Co-fondatrice de l’association nantaise Les Catherinettes, qui accompagne depuis 2020 les structures culturelles dans la prévention des violences sexistes et sexuelles, Juliette a participé à la formation des bénévoles mobilisés pour la première fois aux Nuits Secrètes, du 22 au 24 juillet dernier. La priorité affichée du festival pour cette 20ème édition ? La prévention à tous les niveaux, notamment pour veiller au bien-être et à la sécurité des 55 000 festivaliers venus chanter et danser sur Orelsan, PNL, Ascendant Vierge ou encore Charlotte de Witte.

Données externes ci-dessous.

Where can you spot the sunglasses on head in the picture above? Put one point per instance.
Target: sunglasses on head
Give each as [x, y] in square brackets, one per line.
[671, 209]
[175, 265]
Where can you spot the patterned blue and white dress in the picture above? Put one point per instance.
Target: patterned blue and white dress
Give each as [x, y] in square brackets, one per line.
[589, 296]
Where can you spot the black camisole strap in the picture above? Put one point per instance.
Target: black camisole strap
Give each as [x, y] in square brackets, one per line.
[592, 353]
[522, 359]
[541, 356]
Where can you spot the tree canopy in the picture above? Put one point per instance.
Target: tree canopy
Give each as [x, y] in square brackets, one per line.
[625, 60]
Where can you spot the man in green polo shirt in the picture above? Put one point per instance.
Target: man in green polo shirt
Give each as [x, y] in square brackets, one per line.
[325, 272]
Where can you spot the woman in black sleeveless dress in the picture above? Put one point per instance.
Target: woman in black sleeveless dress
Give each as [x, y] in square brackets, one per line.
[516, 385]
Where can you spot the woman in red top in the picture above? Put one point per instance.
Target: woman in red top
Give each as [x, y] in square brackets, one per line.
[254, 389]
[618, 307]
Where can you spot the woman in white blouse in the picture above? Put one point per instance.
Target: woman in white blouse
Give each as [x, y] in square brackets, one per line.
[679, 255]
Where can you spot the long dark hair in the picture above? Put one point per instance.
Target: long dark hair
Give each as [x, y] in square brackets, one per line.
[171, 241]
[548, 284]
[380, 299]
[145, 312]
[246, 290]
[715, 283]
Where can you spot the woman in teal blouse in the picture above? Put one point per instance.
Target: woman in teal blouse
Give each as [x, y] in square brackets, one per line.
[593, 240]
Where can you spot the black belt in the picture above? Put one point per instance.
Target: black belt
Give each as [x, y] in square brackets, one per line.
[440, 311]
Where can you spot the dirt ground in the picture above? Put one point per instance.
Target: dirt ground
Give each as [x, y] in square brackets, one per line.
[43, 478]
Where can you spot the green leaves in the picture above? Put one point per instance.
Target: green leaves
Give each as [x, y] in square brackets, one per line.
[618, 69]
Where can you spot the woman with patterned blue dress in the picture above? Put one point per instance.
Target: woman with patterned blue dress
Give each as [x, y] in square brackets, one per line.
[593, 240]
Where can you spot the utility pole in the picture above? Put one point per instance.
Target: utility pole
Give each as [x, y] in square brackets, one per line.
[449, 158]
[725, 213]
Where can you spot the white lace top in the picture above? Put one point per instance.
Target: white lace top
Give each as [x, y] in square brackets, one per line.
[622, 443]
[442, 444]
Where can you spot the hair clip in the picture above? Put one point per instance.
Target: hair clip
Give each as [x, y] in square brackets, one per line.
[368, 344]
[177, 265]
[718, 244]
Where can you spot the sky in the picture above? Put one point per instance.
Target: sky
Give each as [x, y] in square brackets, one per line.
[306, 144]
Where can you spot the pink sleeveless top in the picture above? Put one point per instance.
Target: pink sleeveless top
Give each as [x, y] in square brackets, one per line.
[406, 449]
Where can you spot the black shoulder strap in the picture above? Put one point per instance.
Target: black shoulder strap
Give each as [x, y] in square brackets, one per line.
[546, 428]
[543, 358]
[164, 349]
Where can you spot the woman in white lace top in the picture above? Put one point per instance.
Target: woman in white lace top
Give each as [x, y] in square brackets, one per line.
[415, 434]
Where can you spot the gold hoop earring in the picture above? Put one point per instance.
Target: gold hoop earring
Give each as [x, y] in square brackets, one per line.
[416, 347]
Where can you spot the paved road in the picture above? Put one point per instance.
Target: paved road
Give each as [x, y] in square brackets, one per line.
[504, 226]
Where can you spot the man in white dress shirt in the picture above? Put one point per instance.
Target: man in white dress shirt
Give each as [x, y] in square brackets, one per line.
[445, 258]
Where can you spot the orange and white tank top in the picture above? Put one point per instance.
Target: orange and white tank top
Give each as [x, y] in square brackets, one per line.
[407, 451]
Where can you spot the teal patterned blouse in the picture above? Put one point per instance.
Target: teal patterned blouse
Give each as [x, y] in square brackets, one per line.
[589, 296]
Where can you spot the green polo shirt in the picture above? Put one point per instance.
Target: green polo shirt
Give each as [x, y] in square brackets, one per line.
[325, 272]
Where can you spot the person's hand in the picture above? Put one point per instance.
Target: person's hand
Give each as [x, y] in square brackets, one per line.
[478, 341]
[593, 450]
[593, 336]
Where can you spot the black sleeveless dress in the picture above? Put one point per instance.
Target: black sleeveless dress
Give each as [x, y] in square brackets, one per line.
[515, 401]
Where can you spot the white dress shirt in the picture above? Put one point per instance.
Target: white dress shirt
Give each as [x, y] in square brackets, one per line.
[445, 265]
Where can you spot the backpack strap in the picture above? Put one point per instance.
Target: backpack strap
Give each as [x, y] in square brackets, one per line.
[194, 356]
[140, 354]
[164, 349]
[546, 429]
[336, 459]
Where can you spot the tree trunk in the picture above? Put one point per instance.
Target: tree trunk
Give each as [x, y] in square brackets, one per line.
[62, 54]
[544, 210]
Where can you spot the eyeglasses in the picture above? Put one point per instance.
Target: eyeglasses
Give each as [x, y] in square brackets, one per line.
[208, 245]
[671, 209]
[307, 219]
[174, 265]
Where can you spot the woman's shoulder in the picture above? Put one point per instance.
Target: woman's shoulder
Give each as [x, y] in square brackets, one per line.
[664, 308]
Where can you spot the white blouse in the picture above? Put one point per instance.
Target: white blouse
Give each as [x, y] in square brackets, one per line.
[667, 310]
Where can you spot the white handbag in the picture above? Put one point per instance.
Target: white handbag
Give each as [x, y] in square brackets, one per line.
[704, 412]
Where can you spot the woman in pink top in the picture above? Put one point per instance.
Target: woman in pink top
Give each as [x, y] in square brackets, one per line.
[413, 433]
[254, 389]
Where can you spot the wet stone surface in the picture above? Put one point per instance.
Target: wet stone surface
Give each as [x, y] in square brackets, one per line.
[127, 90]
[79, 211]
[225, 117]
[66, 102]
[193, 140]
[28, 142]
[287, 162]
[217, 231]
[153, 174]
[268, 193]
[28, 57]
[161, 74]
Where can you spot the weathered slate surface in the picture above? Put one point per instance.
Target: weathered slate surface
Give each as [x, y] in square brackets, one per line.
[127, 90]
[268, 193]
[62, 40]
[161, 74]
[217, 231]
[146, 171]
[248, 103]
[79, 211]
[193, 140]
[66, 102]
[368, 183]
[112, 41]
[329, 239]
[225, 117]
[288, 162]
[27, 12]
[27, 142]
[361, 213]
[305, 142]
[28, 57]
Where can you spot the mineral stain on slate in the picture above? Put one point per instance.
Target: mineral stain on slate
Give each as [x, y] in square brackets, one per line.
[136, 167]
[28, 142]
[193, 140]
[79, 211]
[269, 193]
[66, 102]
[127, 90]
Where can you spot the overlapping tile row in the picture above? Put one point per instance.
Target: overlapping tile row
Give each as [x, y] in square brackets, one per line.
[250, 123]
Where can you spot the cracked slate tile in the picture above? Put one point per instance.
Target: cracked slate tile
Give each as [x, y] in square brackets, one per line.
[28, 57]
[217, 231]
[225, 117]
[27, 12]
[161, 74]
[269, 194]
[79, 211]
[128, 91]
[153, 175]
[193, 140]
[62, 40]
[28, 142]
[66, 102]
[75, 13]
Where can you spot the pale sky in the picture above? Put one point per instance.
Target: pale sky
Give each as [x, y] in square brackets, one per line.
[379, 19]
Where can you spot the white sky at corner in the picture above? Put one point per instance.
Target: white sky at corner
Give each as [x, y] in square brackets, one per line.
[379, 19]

Car après deux éditions bousculées par le Covid, l'association organisatrice Les Nuits Secrètes entend s'engager encore davantage. "C’est grâce à cette année blanche que nous avons pris le temps de nous poser et de structurer notre démarche", raconte Marion Toche, coordinatrice démarche écoresponsable de l'événement. "Ça fait partie de notre ADN de mener des actions qui ont un impact sociétal et environnemental", ajoute-t-elle. Par exemple, une cagnotte solidaire permet chaque année à 100 personnes d'assister gratuitement au festival, un dispositif d'accessibilité pour les personnes en situation de handicap est déployé et les fournisseurs locaux sont privilégiés.
Focus sur les violences sexistes et sexuelles
Cette année, Marion Toche, qui travaille depuis six ans pour le festival en tant qu'indépendante, note toutefois que "la question des violences sexistes et sexuelles est abordée de manière plus conséquente et frontale". L'objectif étant de "prévenir et d'agir" pour proposer une fête "safe" et responsable. C’est dans cette optique qu’une vingtaine de bénévoles, chapeautés par des membres des Catherinettes, se sont relayés par petits groupes durant le week-end.
Leur rôle ? Être vus et identifiés par le public pour être sollicités et réactifs en cas de besoin, mais aussi faire connaître les divers dispositifs mis en place. Lors de la maraude, Juliette, Manon et Pascaline distribuent en effet des flyers pour l’application "Safer", déployée pendant le festival. Victime ou témoin, toute personne qui se sent gênée, harcelée ou en danger peut lancer une alerte et demander de l’aide. "Les festivaliers nous disent merci et nous félicitent, on sent une envie de la part des publics", se réjouit Juliette, coordinatrice de cette présence bienveillante et constante qui a su rassurer le public.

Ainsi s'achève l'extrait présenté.